Impact of graphene oxide nano sheets loaded with chemotherapeutic drug on tumor cells
Journal of Nanoparticle Research, 2020
Graphene oxide (GO) nanosheet is a drug delivery system due to its structural properties, which can be augmented in presence of folic acid (FA). This study aimed to compare the efficacy of GO as a passive (GO/DOX) and active (GO/FA/DOX) forms for delivering doxorubicin (DOX). These two forms of conjugates were characterized before and after loading of DOX to confirm the conjugation as well as their properties including size and thermal stability. Using Ehrlich ascites carcinoma (EAC) cell line, the antitumor effect was evaluated by MTT assay in vitro and cell count; tumor cell cycle and apoptosis were evaluated by flow cytometry in vivo. The results showed that the loading percentages of DOX onto GO (GO/DOX) and GO/FA/DOX were 91% and 83%, respectively.
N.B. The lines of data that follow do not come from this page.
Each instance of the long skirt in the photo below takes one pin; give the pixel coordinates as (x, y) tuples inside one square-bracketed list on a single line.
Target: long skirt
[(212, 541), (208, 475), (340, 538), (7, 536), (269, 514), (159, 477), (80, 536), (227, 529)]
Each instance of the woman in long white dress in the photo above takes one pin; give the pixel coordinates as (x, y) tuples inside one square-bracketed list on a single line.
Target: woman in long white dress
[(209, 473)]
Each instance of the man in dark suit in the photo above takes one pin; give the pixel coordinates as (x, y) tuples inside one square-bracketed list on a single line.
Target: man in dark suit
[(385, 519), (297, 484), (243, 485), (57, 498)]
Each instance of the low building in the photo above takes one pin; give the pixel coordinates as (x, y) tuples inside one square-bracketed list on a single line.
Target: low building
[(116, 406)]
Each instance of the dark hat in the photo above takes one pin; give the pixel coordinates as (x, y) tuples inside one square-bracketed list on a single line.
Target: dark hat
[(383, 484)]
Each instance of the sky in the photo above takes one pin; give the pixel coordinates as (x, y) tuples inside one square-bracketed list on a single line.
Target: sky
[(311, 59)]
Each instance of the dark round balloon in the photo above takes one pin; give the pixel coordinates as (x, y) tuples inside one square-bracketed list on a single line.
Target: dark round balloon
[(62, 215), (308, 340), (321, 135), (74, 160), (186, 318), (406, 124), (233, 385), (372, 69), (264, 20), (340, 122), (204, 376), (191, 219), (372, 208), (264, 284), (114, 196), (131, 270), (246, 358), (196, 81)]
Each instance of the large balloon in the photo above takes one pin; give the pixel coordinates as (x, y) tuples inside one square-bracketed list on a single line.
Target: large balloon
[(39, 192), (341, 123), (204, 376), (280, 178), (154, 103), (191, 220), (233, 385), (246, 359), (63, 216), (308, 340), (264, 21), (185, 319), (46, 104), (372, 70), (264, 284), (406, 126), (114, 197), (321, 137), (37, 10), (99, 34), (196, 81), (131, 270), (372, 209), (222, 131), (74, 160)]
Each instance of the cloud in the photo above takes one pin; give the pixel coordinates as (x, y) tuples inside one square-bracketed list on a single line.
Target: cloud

TEM, FT-IR, and TGA confirmed the nano size, physical conjugation by shifted groups, and thermal stability. In vitro, the conjugates induced similar decrease of EAC cell viability, but still lower than those of free DOX. Treatment of EACbearing mice with GO/DOX or GO/FA/DOX forms induced significant decreases of the total numbers of EAC cells by 79% and 97%, respectively, as compared with free DOX (97%). DOX, GO/DOX, and GO/FA/DOX induced cell cycle arrest at G0, G1, and S phase, respectively. These conjugates also induced significant apoptosis with different profiles on viable, early, and late apoptotic EAC cells. In conclusion, loading DOX on GO nanosheet activated with FA can induce antitumor effect similar to those of free DOX but with different mechanisms.